The overall winner of this year’s NATSIAA, Jenni Kemarre Martiniello’s Golden Brown Reeds Fish Trap (pictured below) was a work in glass representing a traditional weaving, a traditional form transformed into the contemporary. It was praised by the judges for its sophistication, elegance and mastery of this medium.

Jenni Kemarre with the 2013 NATSIAA winning artwork 'Golden Brown Reeds Fish Trap'

As with technology, it would be a mistake to hold back innovation and creativity in art.

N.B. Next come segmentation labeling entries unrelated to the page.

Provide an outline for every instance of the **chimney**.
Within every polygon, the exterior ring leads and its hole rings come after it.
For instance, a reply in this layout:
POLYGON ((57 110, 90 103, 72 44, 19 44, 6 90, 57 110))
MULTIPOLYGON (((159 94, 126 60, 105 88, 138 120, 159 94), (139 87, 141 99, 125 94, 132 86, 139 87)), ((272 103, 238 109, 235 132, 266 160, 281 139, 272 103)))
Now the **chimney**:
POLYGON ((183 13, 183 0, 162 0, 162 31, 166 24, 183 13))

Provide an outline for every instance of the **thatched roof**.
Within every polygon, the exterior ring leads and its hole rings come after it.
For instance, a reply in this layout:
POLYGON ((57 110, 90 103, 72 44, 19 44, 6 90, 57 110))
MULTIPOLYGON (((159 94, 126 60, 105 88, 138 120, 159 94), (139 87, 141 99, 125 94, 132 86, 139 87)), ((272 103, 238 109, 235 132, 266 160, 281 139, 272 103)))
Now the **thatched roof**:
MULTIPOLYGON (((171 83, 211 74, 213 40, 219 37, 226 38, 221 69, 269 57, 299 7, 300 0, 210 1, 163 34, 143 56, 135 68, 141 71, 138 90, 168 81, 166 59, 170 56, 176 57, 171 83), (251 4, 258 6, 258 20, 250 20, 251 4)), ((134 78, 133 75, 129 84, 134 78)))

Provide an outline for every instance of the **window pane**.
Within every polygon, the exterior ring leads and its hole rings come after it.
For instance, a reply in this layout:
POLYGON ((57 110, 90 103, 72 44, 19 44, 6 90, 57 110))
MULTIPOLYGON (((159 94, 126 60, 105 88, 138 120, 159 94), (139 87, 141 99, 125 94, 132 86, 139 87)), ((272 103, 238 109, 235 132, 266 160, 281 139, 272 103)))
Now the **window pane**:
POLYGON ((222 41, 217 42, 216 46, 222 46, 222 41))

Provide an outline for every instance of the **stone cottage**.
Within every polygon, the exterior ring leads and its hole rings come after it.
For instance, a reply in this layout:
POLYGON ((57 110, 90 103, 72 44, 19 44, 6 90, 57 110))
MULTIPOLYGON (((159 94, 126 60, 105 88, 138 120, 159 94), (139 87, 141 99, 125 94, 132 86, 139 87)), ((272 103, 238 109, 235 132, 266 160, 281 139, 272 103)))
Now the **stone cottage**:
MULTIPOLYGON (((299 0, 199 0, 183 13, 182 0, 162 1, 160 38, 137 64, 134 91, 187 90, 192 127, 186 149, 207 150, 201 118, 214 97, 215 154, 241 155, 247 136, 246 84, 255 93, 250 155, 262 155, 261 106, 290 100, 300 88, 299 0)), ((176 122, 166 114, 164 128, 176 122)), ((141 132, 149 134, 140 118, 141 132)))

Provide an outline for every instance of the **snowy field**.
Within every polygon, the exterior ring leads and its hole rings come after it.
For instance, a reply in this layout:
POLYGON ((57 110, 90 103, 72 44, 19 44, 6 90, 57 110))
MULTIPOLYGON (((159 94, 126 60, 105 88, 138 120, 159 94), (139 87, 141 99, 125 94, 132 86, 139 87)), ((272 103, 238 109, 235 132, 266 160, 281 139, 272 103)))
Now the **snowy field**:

Whilst this year’s NATSIAA attracted a strong field of contemporary art and the Salon des Refusés in Darwin was a show of more traditional work, it should not be lost on us that, whether it is via the NATSIAAs or the Salon des Refusés, Aboriginal and Torres Strait Islander art and culture continues to grow in prominence in Australia and abroad.

That is why the announcement that 50 of the NATSIAA artworks from the Telstra collection will be available to new audiences through a collaboration with the Google Art Project is such an exciting development. Google Art Project is an online platform where audiences across the world can access more than 40,000 works selected from collections held in 261 museums and galleries worldwide.

The Museum and Art Gallery of the Northern Territory will join some of the world’s most acclaimed art museums, including the Tate Britain, the Museum of Modern Art in New York, The Van Gogh Museum; as well as Australian galleries including the Art Gallery of New South Wales, the National Gallery of Australia and the Museum of Contemporary Art.

The NATSIAA has been showcasing the best modern and traditional Aboriginal and Torres Strait Islander art for the past 30 years and I hope it will continue to do so for another 30 years. As it does and as with many elements of life, I am sure artistic trends will continue to evolve whether the work is delivered on canvas, bark or in digital media and new traditions will emerge, just as they have throughout history. Through these changes our artists have and I am confident will remain respectful of Aboriginal and Torres Strait Islander history, tradition and culture.

The mix of traditional and contemporary should not be argued as wrong or right; it adds dynamism, a new dimension from which our culture and art will benefit. What history has shown us is that over the long term it is art that matters and it is the art that speaks the loudest.